Don’t paint all clothing companies with the same brush

© Mahadi

By Nandita Farhad

The collapse of a factory in Bangladesh a month ago killed more than 1,100 textile workers, mostly young women, and fuelled an already strong hostility towards the appalling working conditions. But the debate should be more nuanced, and good initiatives should be recognized.

Nandita Farhad

The number of fatalities in the clothing industry in Bangladesh was already alarmingly high before the fatal factory collapse in Savar, on the outskirts of Dhaka, on 24 April. The garment factories also create jobs for women from the countryside, giving them economic independence and a stronger position in society. It is a quiet social revolution, says Nandita Farhad, a former international student who is now programme assistant in Business Administration at Linköping University.

In an article that was published before the disaster she asserts that over 700 textile have been killed since 2006, most of them in fires. But the real fatality figures may be even higher than is officially reported, she writes, referring to a group of social anthropologists in Bangladesh who have demonstrated this.

Bangladesh is currently responsible for a large part of the world’s clothing production.
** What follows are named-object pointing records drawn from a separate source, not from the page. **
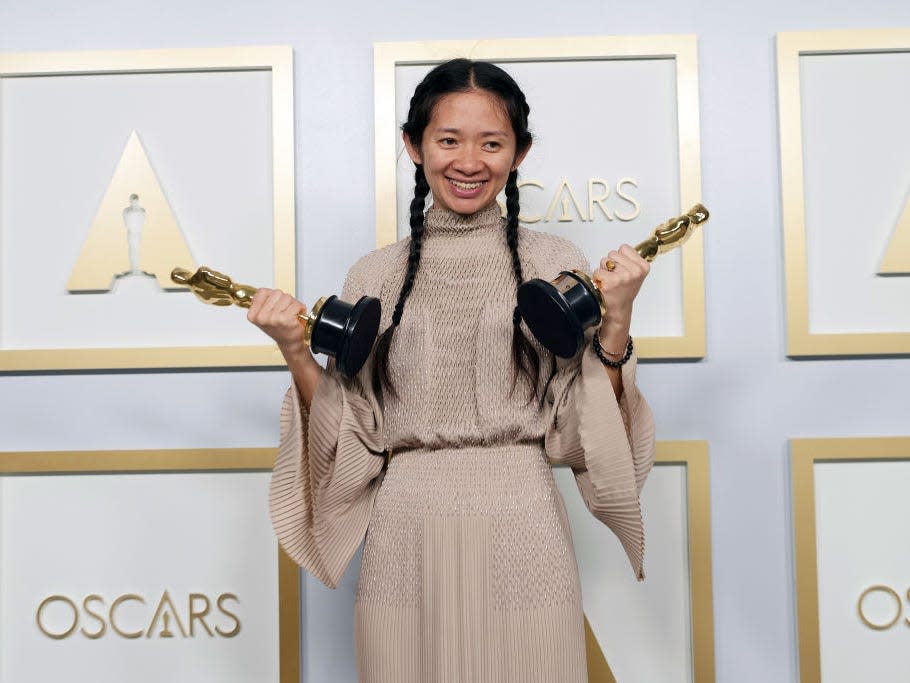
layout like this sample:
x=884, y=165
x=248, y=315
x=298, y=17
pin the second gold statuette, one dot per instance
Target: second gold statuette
x=559, y=311
x=334, y=327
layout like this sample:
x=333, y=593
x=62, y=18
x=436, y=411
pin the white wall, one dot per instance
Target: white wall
x=746, y=398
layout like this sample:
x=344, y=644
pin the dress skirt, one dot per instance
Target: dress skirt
x=468, y=572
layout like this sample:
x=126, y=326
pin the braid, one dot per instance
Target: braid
x=525, y=357
x=381, y=376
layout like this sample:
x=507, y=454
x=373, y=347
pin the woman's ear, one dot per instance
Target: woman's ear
x=413, y=152
x=521, y=157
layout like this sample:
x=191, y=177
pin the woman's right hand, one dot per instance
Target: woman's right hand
x=275, y=313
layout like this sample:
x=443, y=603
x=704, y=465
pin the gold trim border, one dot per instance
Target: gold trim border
x=183, y=460
x=693, y=455
x=804, y=454
x=681, y=48
x=280, y=61
x=790, y=47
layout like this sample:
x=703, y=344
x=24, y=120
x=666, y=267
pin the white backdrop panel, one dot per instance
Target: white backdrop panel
x=582, y=132
x=862, y=531
x=115, y=534
x=856, y=151
x=208, y=136
x=634, y=620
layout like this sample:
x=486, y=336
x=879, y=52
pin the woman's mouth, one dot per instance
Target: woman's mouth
x=466, y=189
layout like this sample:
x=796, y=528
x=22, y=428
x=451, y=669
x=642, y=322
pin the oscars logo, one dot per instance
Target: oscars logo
x=134, y=233
x=58, y=617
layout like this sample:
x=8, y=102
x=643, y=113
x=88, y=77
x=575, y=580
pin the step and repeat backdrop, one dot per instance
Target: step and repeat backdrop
x=162, y=565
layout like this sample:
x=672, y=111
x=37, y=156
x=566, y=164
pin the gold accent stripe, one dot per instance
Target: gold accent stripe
x=277, y=59
x=790, y=47
x=804, y=453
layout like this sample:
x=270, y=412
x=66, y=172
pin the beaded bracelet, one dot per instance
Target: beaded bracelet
x=598, y=349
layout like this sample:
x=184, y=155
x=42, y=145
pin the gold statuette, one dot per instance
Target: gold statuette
x=334, y=327
x=558, y=312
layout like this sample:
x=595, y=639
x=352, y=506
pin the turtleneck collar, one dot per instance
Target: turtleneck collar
x=440, y=220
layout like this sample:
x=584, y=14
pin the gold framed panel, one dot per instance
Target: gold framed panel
x=182, y=461
x=276, y=60
x=804, y=454
x=680, y=48
x=693, y=455
x=790, y=47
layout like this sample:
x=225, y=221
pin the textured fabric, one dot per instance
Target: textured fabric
x=468, y=571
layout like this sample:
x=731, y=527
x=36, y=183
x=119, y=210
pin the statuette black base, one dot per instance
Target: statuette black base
x=558, y=312
x=346, y=331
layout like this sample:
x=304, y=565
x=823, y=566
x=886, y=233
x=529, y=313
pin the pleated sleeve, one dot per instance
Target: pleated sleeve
x=609, y=444
x=328, y=469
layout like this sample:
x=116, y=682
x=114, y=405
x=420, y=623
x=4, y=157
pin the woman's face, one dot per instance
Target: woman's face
x=467, y=151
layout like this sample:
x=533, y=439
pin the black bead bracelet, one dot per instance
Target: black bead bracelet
x=598, y=349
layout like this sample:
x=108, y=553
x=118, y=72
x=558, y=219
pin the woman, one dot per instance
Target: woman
x=468, y=572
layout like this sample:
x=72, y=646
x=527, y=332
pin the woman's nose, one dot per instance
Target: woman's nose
x=468, y=160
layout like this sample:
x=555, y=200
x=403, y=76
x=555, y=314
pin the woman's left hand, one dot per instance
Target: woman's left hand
x=619, y=288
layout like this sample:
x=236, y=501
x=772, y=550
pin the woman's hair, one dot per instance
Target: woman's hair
x=464, y=75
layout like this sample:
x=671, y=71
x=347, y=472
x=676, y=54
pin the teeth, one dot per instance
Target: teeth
x=465, y=186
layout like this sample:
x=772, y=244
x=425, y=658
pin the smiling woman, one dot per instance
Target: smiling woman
x=468, y=571
x=468, y=151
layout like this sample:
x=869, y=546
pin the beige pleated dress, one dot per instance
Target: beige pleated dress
x=468, y=572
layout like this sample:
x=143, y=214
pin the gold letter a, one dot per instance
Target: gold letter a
x=105, y=253
x=897, y=256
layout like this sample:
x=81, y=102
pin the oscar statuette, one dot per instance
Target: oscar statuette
x=558, y=312
x=334, y=327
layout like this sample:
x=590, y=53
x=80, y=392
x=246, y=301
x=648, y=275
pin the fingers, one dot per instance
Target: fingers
x=623, y=263
x=274, y=311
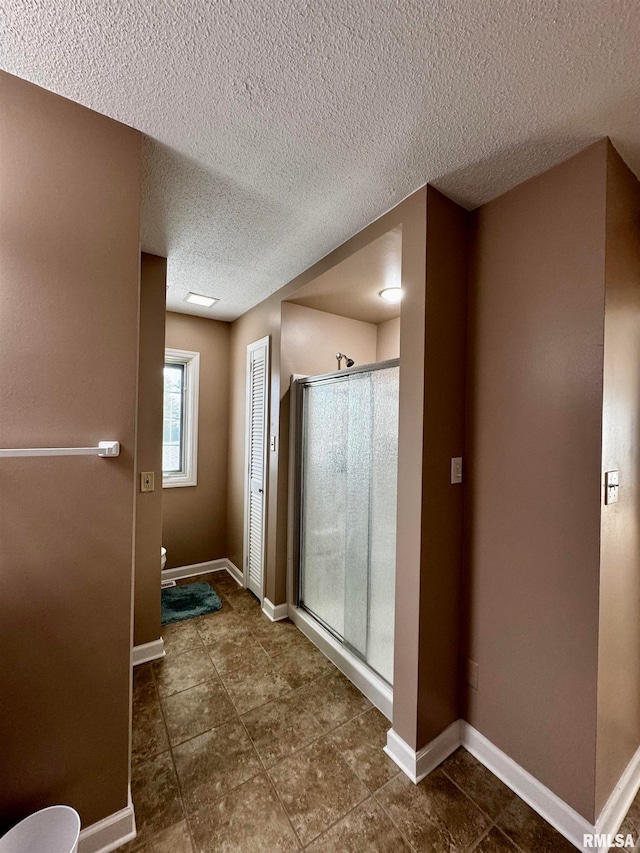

Nowhere else clothes are produced as cheaply as here. The country is hugely dependent on this sector, which provides nearly four million jobs. The multinational companies, of which H&M is one of the biggest, are supposed to live up to their own ethical codes, but they have great difficulties in keeping track of every link in the ever more complex supplier chains, says Farhad.

“To say that every company is bad is a seriously erroneous generalisation. The key thing is to be clear on what is really happening and to highlight the good initiatives that are being taken. In particular, the supplier chains need to be made transparent and analysed in order to get to the basic reasons for the problems of worker health and safety.”

In 2012 a number of companies, including Tommy Hilfiger, Calvin Klein and Tchibo, signed the Bangladesh Fire and Building Safety Agreement. But the Savar disaster still happened this year. More companies have now signed, among them H&M.

But it’s not enough just to sign a document,” Farhad says. “Now the supplier chain must be monitored if the agreement is to become reality.”

During her master’s she studied migrant workers in the construction industry in Qatar. Then she saw how difficult it is for the multinational companies to keep track of the conditions of their workers. They came from many different countries and were often hired by a long series of different staffing companies.

“Those who were employed directly by the multinational companies they were working for usually had better conditions than those working for companies who don’t themselves recruit. There could be a wage difference of up to 20 %.” She also points to the dispute over responsibility between the government and the companies. Both want to pass the buck to the other. The companies want the government to increase the statutory minimum wage for textile workers – which is going to happen again now. (They were last increased in 2010). The government blames the companies for paying too poorly and for bad safety standards in the factories.

Boycotting clothes from Bangladesh, or to toughen export conditions as the EU now threatens, is not something she sees as a solution. That would just throw the country into an economic crisis and make the poor even poorer.